Major ISRO achievements of 2021 and upcoming plans

Here are the major ISRO achievements of 2021 and the upcoming plans for the Indian space sector.

Major ISRO achievements of 2021 and upcoming plans
Here are the major ISRO achievements of 2021 and the upcoming plans for the Indian space sector.

By India Today Web Desk: The Covid-19 pandemic continuing through 2021 caused a setback in the plans in many industries and the same was true of the Indian Space Research Organisation (ISRO). The major ISRO achievements of 2021 can be asked in UPSC, SSC, RRB, Bank PO/Clerk or any other government and competitive examinations and is thus an important topic for candidates.


Here are the major ISRO achievements of 2021:

1. PSLV-C51/Amazonia-1

India’s Polar Satellite Launch Vehicle PSLV C51 successfully launched on February 28, 2021 with the main payload -- INPE's Amazônia-1 from Brazil -- and 18 other ride-sharing small satellites.

PSLV-C51 lifted off from the First Launch Pad of Satish Dhawan Space Centre SHAR, Sriharikota, at 10:24 am. Amazonia-1 was injected into its intended orbit after a flight of about 17 minutes 23 seconds.

In the succeeding 1 hour 38 minutes, all the 18 co-passenger satellites were also successfully separated in sequence.

Amazonia-1, the optical earth observation satellite of National Institute for Space Research (INPE), would provide remote sensing data to users for monitoring deforestation in the Amazon region and analysis of diversified agriculture across the Brazilian territory.

The PSLV-C51/Amazonia-1 was the first dedicated commercial mission of NewSpace India Limited (NSIL), a Government of India company under Department of Space.

With this launch, the total number of customer satellites from foreign countries placed in orbit by PSLV is 342 satellites from 34 countries.

2. Indian student satellites UNITYsat and Satish Dhawan SAT (SDSAT)

The PSLV-C51 launch vehicle successfully launched Indian student satellites UNITYsat and Satish Dhawan SAT (SDSAT) on February 28, 2021.
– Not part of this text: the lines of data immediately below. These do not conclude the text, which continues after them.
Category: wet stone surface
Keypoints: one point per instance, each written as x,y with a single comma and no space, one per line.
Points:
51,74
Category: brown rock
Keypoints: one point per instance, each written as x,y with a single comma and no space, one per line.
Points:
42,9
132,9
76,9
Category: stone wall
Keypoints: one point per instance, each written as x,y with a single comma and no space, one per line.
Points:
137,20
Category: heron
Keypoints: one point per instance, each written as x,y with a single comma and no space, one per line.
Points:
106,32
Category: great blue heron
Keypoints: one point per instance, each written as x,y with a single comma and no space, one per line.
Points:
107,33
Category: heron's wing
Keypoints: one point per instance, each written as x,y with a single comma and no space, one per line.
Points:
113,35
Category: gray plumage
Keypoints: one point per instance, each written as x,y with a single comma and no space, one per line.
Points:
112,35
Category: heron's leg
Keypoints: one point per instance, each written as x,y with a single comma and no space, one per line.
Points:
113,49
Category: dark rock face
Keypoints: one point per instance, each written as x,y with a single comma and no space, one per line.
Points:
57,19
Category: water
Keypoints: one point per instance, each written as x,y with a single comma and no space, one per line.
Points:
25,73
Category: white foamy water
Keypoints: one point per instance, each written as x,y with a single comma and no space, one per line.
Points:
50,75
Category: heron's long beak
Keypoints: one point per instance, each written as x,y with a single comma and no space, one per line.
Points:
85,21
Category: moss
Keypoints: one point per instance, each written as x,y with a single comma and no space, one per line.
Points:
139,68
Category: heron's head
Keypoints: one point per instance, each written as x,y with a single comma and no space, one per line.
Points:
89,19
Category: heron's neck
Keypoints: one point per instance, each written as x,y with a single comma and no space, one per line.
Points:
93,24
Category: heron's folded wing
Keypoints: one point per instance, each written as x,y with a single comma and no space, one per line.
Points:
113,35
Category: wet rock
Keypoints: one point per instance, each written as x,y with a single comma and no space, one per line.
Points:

UNITYsat was developed by Jeppiaar Institute of Technology, Sriperumbudur (JITsat), GH Raisoni College of Engineering, Nagpur (GHRCEsat) and Sri Shakti Institute of Engineering and Technology, Coimbatore (Sri Shakthi Sat).

Satish Dhawan SAT (SDSAT) was built by Space Kidz India.

3. GSLV-F10/Gisat-1 (renamed to EOS-3): Failed mission

The GSLV-F10 launch took place on August 12, 2021, intending to put the geoimaging satellite GISAT-1 (renamed to earth observation satellite EOS-3) into orbit.

This was supposed to be India’s first state-of-art, earth observation satellite which would have been placed in a geo-synchronous orbit around the earth.

EOS-3 was supposed to provide real-time imaging of large areas of the earth, monitor natural disasters and provide warnings for the same, and observe cyclones, cloudbursts, thunderclouds, etc.

However, even though the first and second stages were normal, a technical anomaly prevented the Cryogenic Upper Stage ignition and the mission couldn't be accomplished as intended.

Upcoming plans for ISRO


1. Now that 2021 is coming to an end, the next ISRO achievements and targets in the line are Chandrayaan 3, the successor to the Chandrayaan 2 mission, which will attempt a soft landing on the moon, most likely in the third quarter of 2022. A lunar lander and a rover will go on the mission. The total cost of the mission will be over Rs 600 crores.

2. Radar imaging satellite RISAT-1A (EOS-4) will be launched by ISRO using PSLV around January 6, 2022. It will carry out terrain mapping and analyse the land, ocean and water surfaces for soul moisture.

3. Gaganyaan, India’s first human spaceflight mission, is expected in 2023. The spacecraft jointly made by ISRO and HAL will carry three Indian astronauts to the low earth orbit (of 2000 km or less) for a period of five to seven days.

4. In the first quarter of 2022, NSIL plans to launch GSAT-24, a four-tonne class communication Ku-band satellite made by ISRO, into orbit, using an Ariane-5 rocket operated by Arianespace, an European aerospace agency.

The entire satellite capacity for this launch will be leased to Tata Sky for meeting their DTH application needs. GSAT-24 will be owned and operated by NSIL on a commercial basis.


5. Other ISRO launches in the pipeline are Oceansat-3 (EOS-6), set to be launched by PSLV, and Microsat (EOS-2), set to be launched in the first developmental flight of the Small Satellite Launch Vehicle (SSLV).

After the failure of the GSLV-F10/Gisat-1 mission, ISRO is working out all the kinks and conducting a variety of tests so that the subsequent missions go smoothly.